“Why that question?” asked Brigitte; “have I said that I had changed my mind? I am suffering, and can not travel in my present condition, but when I recover we will go to Geneva as we have planned.”
We separated at these words, and the coldness with which she had expressed her resolution saddened me more than usual. It was not the first time our liaison had been threatened by her relatives; but up to this time whatever letters Brigitte had received she had never taken them so much to heart. How could I bring myself to believe that Brigitte had been so affected by protests which in less happy moments had had no effect on her? Could it be merely the weakness of a woman who recoils from an act of final significance? “I will do as you please,” she had said. No, it does not please me to demand patience, and rather than look at that sorrowful face even a week longer, unless she speaks I will set out alone.
Fool that I was! Had I the strength to do it? I did not close my eyes that night, and the next morning I resolved to call on that young man I had seen at the opera. I do not know whether it was wrath or curiosity that impelled me to this course, nor did I know just what I desired to learn of him; but I reflected that he could not avoid me this time, and that was all I desired.
As I did not know his address, I asked Brigitte for it, pretending that I felt under an obligation to call on him after all the visits he had made us; I had not said a word about my experience at the opera. Brigitte’s eyes betrayed signs of tears. When I entered her room she held out her hand and said:
“What do you wish?”
Her voice was sad but tender. We exchanged a few kind words, and I set out less unhappy.

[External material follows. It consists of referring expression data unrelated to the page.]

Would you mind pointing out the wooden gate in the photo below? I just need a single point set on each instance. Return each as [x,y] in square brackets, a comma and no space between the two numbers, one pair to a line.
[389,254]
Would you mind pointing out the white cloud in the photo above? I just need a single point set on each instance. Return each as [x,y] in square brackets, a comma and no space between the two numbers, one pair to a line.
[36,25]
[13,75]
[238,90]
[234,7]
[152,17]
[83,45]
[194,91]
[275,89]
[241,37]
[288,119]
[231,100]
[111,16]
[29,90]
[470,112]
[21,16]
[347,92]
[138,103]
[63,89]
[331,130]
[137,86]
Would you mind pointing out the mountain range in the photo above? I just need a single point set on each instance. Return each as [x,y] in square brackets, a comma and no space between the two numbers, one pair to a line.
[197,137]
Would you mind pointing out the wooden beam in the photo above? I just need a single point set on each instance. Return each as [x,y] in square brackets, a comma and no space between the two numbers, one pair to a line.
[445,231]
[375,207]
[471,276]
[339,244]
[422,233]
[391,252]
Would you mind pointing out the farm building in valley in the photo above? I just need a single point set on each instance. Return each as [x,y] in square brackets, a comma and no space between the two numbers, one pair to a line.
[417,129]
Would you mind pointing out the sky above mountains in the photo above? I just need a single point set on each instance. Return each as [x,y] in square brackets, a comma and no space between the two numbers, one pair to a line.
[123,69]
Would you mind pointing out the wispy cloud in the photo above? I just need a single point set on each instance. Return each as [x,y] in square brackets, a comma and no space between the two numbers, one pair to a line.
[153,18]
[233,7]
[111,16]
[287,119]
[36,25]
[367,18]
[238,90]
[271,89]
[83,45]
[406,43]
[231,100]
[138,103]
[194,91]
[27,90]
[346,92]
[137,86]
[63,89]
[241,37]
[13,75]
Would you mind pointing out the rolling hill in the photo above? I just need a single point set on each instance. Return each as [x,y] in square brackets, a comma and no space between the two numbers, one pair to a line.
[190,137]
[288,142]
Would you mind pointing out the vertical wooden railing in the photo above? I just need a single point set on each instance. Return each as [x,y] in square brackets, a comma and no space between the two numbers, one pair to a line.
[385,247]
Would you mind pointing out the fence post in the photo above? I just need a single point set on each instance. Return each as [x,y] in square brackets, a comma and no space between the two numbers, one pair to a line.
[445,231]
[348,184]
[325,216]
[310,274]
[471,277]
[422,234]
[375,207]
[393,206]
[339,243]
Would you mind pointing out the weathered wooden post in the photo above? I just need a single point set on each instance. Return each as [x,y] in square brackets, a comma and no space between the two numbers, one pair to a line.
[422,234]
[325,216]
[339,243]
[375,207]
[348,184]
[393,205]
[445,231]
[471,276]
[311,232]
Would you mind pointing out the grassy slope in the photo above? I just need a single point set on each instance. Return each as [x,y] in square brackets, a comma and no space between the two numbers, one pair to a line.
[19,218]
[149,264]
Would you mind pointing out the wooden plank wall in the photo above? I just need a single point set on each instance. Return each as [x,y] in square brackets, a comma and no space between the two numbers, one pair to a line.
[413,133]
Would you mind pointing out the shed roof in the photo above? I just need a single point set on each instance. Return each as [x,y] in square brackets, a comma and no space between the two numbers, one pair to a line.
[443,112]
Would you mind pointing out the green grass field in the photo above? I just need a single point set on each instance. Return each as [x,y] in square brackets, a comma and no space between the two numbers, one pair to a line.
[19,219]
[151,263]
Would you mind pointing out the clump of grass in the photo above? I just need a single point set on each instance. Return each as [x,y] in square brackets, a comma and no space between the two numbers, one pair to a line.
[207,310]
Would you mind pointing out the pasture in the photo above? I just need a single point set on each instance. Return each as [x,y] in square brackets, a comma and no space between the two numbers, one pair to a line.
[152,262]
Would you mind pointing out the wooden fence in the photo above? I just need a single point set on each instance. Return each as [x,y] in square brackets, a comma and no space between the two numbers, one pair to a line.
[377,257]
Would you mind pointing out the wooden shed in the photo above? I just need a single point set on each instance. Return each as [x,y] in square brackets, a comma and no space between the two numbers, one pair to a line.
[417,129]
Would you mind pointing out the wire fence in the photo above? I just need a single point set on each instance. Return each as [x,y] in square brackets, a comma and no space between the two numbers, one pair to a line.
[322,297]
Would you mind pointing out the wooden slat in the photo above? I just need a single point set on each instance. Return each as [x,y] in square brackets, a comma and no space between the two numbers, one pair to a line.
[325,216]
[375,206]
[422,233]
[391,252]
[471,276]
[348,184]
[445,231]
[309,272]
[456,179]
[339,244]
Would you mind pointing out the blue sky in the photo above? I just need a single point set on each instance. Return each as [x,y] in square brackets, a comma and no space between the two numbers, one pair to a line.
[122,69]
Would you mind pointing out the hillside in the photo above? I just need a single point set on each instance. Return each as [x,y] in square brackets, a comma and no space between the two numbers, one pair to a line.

The name of the young man I was going to see was Smith; he was living near us. When I knocked at his door, I experienced a strange sensation of uneasiness; I was dazed as though by a sudden flash of light. His first gesture froze my blood. He was in bed, and with the same accent Brigitte had employed, with a face as pale and haggard as hers, he held out his hand and said:
“What do you wish?”
Say what you please, there are things in a man’s life which reason can not explain. I sat as still as if awakened from a dream, and began to repeat his questions. Why, in fact, had I come to see him? How could I tell him what had brought me there? Even if he had anything to tell me, how did I know he would speak? He had brought letters from N------, and knew those who had written them. But it cost me an effort to question him, and I feared he would suspect what was in my mind. Our first words were polite and insignificant. I thanked him for his kindness in bringing letters to Madame Pierson; I told him that upon leaving France we would ask him to do the same favor for us; and then we were silent, surprised to find ourselves vis-a-vis.
I looked about me in embarrassment. His room was on the fourth floor; everything indicated honest and industrious poverty. Some books, musical instruments, papers, a table and a few chairs, that was all, but everything was well cared for and presented an agreeable ensemble.